What bus rapid transit might look like on Western Avenue and Garfield Boulevard


Before view at Chicago Avenue and Western Avenue in West Town. 


After view at Chicago and Western. 

Metropolitan Planning Council (MPC) provided high-resolution images of their renderings of what bus rapid transit (BRT) might look like in Chicago, specifically on two routes they recommend in their August 2011 study report. The renderings were created by Booth Hansen and MPC. See more photos after the jump. 


Before view 1 at Garfield Boulevard at the Green Line (Prairie Avenue) in Washington Park. 


After view 1 at Garfield at the Green Line. 


Before view 2 at Garfield Boulevard at the Green Line (Prairie Avenue). 


After view 2 at Garfield Boulevard at the Green Line. 

9 thoughts on “What bus rapid transit might look like on Western Avenue and Garfield Boulevard”

  1. This looks like the configuration of street cars in Europe,Canada or for that matter older days of Chicago.  Maybe we’ll bring them back 🙂

  2. I really hope we get this one day.  Riding the bus for any significant distance takes an eternity, especially during rush hour.  If the bus didn’t have to wait for cars to let it back into traffic every two blocks, the ride would go a lot faster.

  3. How frequently will the BRT stop?  I used to have a bus ride that stopped 26 times in 24 minutes — it took an eternity to get anywhere.

  4. How would you plow those BRT lanes?

    It seems like with any accumulation and weather below freezing you would get growing snow berms that would eat both the BRT lane and the single public lane. MPC, Gabe Klein and Enrique Peñalosa were all laughing when somebody asked ‘Who is responsible for plowing BRT lanes?’ at the Union Club meeting last August but it’s a legitimate question. 

    1. Below is a photo of NYC’s Second Avenue Select Bus Service for comparison. I think the smart way forward is just to continually improve the Express Bus service that used to serve these corridors (Western, Ashland, Irving Park) and stop considering BRT as some kind of third mode after buses and trains.

      I had an idea for off-bus fare collection that I think would work well in Chicago. Continue to have on-bus fare collection but also put off-bus fare meters at stops (similar to parking meter devices). Then you have honor-system boarding + audits of something like 1/20 or 1/50 riders with instant tickets for scofflaws.
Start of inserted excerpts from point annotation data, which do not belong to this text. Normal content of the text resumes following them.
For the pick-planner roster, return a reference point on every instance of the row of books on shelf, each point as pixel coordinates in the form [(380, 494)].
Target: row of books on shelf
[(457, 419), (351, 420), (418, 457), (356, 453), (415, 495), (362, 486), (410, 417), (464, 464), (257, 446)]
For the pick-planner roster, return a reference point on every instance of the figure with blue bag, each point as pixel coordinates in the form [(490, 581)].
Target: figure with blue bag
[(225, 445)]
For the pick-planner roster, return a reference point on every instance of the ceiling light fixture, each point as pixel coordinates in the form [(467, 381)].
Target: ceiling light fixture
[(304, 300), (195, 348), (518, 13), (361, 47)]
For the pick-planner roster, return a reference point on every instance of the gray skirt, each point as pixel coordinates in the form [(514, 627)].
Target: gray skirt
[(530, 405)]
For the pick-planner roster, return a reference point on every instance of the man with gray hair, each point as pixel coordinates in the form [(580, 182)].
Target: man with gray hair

I think this would speed boarding with the minimal amount of infrastructure investment.

      (image: MTA)

  5. Interesting, but what makes the depicted improvements BRT? No dedicated, barrier-separated right-of-way, many at-grade conflicts, and single priority places an additional limit on how quickly busses will be able to travel.

    Looks like an improvement over what presently exists, but hardly what one can reasonably label “BRT.” ART, maybe, but certainly not BRT.

  6. For it to work on Western, north of Fullerton (at least), you need to eliminate on-street parking. 

  7. Why do the buses run down the center in the Chicago/Western pic? It seems to me you’re creating potential conflict for people getting on or off the bus, having to deal with cross traffic on a busy street just to get to the bus … not to mention the inevitable wreck that’s far more likely to take a car up and over the center than to the side. It looks dangerous, especially at night.